In theory, pork tenderloin is the perfect cut for grilling. It’s dressy enough to be served at an elegant dinner party, yet casual enough for weeknight supper. It’s substantial enough to be treated like red meat, yet mild enough to stand in for chicken or fish. It’s economical, healthy, readily available. Even its small size is attractive-except when you try to cook it. From my experience, pork tenderloin is just a little too small to be treated like a roast and a little too big to be treated like a steak.

After much experimentation, I’ve concluded that grilling pork tenderloin in a covered gas grill solves the problem. (I rarely go to the trouble to light a charcoal fire for two pork tenderloins, but you can of course use this method with charcoal. A gas grill heated to high with the lid down can effectively cook a pork tenderloin directly (like a steak) and indirectly (like a roast) simultaneously.
The key with this method is to get this sear and cook the pork tenderloin as quickly as possible, before it has a change to dry out. To develop an impressive crust (and to keep the grill from losing heat), I’ve developed the “7-6-5” method for timing the pork
The “7-6-5” method for grilling pork tenderloin refers to the amount of time each side gets, with the burners on high heat: seven minutes on the first side, six minutes on the second side, and then five minutes with the grill turned off and the lid closed. The method is so reliable that I can set a timer and go about my business. I don’t even have to worry about a grill flare-up: pork tenderloins are lean enough so that there’s no threat of dripping fat.

After the grill has been preheated for ten minutes, seven minutes is all it takes to fully sear the tenderloins with appetizing grill marks. Since the second side has already started to cook, it doesn’t take as long to sear as the first side. In fact, if left for the same amount of time, it would start to char. So the second side should look the same as the first side in just six minutes.

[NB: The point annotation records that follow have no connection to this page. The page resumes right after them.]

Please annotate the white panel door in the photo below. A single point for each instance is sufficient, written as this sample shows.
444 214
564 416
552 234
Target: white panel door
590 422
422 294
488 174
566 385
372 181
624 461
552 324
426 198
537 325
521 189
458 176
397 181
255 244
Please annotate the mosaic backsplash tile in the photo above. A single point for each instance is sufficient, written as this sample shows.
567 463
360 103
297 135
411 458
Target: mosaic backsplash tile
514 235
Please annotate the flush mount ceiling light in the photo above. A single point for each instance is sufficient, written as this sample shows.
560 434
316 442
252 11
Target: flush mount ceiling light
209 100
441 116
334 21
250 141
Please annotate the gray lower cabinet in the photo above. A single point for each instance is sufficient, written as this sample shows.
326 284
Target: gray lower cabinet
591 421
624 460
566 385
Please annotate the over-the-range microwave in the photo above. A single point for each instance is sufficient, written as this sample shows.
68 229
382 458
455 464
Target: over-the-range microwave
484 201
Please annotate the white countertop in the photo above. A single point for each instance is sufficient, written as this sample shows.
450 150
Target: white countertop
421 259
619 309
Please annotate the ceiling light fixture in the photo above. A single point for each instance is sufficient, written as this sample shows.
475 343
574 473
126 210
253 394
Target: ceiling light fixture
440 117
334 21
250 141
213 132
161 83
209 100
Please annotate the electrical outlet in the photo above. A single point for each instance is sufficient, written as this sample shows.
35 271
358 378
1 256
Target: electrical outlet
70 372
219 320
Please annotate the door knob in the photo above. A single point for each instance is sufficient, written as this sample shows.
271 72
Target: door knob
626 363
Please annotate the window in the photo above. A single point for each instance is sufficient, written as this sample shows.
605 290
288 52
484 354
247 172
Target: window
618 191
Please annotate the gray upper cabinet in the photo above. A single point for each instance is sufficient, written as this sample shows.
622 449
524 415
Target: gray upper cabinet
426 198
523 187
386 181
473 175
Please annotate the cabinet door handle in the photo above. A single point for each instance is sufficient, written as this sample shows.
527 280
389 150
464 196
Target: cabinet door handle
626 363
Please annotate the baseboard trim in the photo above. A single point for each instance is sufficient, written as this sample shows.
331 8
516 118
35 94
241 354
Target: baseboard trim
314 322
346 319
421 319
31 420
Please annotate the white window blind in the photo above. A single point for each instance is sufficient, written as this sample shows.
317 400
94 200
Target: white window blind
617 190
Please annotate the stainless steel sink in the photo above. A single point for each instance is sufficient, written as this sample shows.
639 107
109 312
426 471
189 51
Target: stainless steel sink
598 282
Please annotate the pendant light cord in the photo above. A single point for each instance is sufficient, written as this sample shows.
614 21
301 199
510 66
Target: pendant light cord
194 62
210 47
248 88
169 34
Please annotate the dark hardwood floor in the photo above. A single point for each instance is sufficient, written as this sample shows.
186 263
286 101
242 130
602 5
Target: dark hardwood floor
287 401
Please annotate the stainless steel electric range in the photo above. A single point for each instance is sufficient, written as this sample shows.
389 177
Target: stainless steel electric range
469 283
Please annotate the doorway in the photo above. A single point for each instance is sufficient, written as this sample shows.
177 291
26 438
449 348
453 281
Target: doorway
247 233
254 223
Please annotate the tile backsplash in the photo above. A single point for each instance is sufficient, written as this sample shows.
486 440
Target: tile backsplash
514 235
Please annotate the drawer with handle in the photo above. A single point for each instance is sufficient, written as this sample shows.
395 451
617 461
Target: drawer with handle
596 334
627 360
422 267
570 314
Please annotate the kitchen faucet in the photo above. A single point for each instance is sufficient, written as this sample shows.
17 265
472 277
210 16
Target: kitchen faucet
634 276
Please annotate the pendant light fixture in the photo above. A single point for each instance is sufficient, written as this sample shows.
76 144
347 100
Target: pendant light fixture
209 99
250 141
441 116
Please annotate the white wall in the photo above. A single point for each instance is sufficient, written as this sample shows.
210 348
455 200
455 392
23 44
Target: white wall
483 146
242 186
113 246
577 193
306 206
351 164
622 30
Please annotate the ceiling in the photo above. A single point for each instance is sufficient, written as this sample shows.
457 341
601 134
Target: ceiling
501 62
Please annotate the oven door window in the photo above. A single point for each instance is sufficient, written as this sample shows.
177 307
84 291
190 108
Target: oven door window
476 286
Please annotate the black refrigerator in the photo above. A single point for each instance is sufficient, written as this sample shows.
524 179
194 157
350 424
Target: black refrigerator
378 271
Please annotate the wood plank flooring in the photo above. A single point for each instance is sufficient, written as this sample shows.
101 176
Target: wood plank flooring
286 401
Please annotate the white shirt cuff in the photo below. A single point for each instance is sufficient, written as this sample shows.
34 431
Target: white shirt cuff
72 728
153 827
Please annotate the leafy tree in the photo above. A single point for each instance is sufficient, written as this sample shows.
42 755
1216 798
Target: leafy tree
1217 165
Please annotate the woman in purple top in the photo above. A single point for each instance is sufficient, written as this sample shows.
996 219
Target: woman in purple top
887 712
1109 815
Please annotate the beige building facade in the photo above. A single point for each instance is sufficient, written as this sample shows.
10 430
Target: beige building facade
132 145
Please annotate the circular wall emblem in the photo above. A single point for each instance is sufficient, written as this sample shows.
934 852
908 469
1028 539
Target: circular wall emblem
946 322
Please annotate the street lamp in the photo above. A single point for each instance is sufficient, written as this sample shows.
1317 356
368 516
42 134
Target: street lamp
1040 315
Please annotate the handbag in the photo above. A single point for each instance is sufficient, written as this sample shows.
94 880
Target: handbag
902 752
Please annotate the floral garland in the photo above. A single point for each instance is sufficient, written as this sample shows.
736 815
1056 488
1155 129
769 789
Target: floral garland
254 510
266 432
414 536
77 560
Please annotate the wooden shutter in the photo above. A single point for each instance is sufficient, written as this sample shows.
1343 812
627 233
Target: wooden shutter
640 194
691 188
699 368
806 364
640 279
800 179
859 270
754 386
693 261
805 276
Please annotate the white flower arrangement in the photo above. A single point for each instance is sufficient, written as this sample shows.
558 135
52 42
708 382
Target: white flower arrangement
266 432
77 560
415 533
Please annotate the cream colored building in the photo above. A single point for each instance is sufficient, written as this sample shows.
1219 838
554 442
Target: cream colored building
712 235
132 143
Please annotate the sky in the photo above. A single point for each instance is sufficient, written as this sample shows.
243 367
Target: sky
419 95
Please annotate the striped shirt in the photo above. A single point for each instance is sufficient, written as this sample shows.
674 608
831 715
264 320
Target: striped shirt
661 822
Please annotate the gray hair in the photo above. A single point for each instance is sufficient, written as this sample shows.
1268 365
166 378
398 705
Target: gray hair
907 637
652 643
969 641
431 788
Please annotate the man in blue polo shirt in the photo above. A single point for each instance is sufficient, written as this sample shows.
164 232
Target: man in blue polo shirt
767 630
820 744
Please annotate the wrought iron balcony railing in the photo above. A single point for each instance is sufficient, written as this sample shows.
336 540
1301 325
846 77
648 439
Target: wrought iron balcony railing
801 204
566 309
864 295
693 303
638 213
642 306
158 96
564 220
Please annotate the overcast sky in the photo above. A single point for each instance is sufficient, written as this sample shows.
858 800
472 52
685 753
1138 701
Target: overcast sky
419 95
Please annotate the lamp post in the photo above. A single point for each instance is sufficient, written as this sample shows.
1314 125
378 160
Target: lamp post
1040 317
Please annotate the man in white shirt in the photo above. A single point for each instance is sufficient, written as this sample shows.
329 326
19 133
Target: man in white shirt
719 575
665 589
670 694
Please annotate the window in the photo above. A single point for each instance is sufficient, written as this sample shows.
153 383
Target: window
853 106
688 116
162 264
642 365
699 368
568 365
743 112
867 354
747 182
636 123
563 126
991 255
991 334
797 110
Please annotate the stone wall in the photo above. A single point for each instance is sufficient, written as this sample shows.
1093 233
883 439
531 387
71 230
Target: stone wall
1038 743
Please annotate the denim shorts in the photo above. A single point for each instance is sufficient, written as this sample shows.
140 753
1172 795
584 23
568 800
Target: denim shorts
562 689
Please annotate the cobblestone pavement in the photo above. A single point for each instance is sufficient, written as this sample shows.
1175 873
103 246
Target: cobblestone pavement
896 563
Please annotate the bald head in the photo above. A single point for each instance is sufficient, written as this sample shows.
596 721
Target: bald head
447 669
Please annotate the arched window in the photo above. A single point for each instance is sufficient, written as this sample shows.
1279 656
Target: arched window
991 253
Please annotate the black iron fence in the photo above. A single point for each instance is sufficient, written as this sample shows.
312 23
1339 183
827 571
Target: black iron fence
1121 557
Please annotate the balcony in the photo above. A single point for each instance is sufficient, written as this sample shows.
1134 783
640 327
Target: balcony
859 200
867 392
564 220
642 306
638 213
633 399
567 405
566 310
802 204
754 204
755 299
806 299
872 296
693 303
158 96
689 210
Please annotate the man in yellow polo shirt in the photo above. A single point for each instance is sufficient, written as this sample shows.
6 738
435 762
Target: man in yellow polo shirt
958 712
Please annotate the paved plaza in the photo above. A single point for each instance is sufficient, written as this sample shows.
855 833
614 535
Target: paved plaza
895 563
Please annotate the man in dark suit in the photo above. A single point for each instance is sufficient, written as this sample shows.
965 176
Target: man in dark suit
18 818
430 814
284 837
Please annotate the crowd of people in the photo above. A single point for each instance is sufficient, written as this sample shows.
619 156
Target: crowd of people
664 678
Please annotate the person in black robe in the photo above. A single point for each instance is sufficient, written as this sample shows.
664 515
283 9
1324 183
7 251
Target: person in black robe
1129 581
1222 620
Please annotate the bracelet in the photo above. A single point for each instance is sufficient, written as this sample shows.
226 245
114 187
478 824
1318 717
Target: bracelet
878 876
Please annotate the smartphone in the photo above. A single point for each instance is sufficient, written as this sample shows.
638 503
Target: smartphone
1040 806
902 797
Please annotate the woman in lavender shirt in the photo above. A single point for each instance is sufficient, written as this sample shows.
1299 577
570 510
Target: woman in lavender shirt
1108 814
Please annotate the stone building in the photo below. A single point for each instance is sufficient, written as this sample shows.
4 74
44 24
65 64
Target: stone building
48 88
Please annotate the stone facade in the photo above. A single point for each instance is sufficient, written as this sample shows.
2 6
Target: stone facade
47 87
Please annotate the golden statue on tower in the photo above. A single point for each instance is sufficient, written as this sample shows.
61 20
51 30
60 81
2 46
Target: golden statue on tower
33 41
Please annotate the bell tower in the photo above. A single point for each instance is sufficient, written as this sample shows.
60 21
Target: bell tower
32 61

At this point, the tenderloins are fully seared, but they will probably only register 125° to 130°F at their thickest parts: not done yet. Clearly they don’t need more direct heat. The tenderloins are so close to being done at this point and the grill is so hot that I simply turn off the grill and, in five minutes, the residual heat will fully cook them. For me, “fully cooked” means that a meat thermometer inserted into the thickest section of the pork registers 145° to 150°F.